In parallel, convolutional neural networks (CNNs) — originally designed for image processing tasks — were adapted by some researchers for NLP. Convolutional architectures promised greater parallelization than RNNs and improved gradient flow due to their hierarchical structure (Gehring and gang, 2017). Yet, they often struggled with capturing global dependencies and required carefully chosen kernel sizes or dilations to expand the receptive field.

The introduction of attention mechanisms (Bahdanau and gang, 2015; Luong and gang, 2015) was a key milestone that changed the game dramatically. Initially introduced to help RNN-based encoder-decoder systems "focus" on the most relevant parts of an input sequence when generating each output token, attention quickly proved useful beyond just alignment in machine translation.

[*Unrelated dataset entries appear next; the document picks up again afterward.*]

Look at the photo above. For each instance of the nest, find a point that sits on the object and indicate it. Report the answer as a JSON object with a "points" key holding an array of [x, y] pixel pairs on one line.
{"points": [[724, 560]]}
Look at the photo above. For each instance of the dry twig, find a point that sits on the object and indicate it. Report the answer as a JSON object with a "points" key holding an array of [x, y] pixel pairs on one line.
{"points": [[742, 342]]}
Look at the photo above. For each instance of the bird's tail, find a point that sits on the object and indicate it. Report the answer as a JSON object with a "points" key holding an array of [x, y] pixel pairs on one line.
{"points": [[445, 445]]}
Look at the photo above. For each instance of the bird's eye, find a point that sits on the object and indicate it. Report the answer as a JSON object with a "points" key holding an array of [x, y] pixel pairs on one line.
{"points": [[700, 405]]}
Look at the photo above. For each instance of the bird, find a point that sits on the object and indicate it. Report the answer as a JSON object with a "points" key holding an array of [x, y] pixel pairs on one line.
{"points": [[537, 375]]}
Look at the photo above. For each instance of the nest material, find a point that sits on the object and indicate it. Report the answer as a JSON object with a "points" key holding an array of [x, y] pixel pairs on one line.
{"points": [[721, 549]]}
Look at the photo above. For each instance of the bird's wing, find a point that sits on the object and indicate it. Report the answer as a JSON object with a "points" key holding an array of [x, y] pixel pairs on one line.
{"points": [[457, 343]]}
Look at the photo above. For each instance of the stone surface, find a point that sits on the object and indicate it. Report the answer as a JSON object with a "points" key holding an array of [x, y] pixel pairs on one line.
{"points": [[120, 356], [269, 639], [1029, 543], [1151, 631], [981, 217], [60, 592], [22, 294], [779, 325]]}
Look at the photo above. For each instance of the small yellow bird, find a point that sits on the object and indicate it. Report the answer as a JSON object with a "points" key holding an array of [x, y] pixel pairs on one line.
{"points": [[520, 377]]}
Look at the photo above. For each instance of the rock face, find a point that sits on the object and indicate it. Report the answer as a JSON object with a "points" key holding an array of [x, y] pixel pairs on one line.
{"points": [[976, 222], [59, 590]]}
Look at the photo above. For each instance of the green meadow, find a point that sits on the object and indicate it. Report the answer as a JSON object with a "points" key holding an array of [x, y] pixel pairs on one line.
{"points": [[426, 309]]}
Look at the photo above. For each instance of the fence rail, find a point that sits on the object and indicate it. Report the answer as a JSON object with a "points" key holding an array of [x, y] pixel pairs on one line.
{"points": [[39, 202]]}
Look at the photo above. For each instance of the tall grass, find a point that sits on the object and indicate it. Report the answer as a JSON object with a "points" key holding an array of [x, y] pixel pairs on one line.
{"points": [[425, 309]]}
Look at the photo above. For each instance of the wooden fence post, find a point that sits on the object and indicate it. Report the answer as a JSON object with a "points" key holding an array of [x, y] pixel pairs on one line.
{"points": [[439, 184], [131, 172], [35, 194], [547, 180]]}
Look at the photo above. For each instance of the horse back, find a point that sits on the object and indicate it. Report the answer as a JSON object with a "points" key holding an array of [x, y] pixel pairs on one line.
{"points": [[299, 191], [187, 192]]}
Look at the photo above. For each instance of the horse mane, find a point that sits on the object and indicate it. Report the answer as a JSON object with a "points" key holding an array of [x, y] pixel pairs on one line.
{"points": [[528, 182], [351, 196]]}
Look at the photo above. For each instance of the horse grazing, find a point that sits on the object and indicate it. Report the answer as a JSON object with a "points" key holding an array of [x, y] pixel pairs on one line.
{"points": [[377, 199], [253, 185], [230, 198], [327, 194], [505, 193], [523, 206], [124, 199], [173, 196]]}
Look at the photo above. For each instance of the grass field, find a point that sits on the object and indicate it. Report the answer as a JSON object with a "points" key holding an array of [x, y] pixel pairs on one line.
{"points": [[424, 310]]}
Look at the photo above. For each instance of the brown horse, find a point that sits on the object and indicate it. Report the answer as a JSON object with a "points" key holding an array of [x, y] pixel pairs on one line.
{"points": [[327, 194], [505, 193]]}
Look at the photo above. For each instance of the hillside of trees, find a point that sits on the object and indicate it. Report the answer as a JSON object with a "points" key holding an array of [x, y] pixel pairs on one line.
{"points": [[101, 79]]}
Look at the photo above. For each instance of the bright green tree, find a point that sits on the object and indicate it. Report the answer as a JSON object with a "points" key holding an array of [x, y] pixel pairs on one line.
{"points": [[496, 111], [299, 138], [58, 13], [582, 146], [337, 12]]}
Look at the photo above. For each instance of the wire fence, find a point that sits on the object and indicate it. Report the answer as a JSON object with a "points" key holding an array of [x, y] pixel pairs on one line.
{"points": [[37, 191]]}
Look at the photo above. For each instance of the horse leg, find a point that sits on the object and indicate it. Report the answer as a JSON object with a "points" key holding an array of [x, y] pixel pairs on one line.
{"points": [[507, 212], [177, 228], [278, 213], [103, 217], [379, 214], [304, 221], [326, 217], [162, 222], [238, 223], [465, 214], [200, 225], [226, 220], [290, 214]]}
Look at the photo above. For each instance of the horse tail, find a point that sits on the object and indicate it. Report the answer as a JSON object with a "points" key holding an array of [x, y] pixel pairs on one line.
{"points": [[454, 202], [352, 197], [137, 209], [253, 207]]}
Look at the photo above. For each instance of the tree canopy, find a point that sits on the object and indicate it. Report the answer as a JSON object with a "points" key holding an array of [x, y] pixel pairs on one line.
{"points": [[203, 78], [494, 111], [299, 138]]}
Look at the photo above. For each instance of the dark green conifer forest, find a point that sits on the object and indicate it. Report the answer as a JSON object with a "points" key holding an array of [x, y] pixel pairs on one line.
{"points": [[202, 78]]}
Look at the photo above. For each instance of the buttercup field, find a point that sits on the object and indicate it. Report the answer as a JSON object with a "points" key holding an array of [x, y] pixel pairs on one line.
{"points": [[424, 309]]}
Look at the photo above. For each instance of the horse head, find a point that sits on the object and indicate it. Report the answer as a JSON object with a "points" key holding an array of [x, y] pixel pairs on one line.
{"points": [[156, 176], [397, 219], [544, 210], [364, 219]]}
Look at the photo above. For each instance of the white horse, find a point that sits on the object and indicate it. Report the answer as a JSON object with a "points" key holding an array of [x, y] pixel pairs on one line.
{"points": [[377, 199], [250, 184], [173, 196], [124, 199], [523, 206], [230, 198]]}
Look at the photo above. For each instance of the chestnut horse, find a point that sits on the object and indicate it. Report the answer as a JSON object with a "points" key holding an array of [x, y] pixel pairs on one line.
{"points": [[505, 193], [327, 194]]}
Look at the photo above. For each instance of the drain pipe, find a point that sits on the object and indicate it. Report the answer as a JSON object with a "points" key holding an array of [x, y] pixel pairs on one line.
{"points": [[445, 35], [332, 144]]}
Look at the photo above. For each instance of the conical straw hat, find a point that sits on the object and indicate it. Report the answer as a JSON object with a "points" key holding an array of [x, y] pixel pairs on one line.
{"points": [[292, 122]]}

By weighting different components of the input sequence according to their relevance to a particular query, attention mechanisms gave models a way to handle long-range dependencies more directly than purely sequential approaches.

From here, the stage was set for the next big leap: the Transformer model. Introduced by Vaswani and gang (2017), the Transformer architecture demonstrated that recurrence and convolution could be replaced entirely with a structure built around attention, thereby unlocking unprecedented levels of parallelization and performance in sequence-to-sequence tasks. The Transformer quickly became the backbone for breakthroughs in language modeling, machine translation, text summarization, and even tasks beyond NLP, including image classification (Dosovitskiy and gang, 2021) and speech processing. Today, the Transformer stands as arguably the most influential architecture in modern machine learning, underpinning large language models such as GPT, BERT, T5, and numerous domain-specific variants.

Background and motivation

To fully appreciate the motivation behind the Transformer architecture, one must understand the limitations of prior methods:

Rule-based systems: Rigid, hand-crafted logic. Their ability to model language deeply was restricted by the complexity of language itself. Scaling up to new languages, dialects, or domains required extensive human labor.
RNN-based models: Although effective at capturing sequential patterns, RNNs process tokens one step at a time, creating computational bottlenecks for long sequences. Training can be slow, and capturing very long-range dependencies becomes progressively more difficult.
CNN-based approaches: More parallelizable than RNNs but still not as straightforward to capture non-local dependencies. Additional complexities arise when deciding kernel sizes or dilation schedules to ensure broad context coverage.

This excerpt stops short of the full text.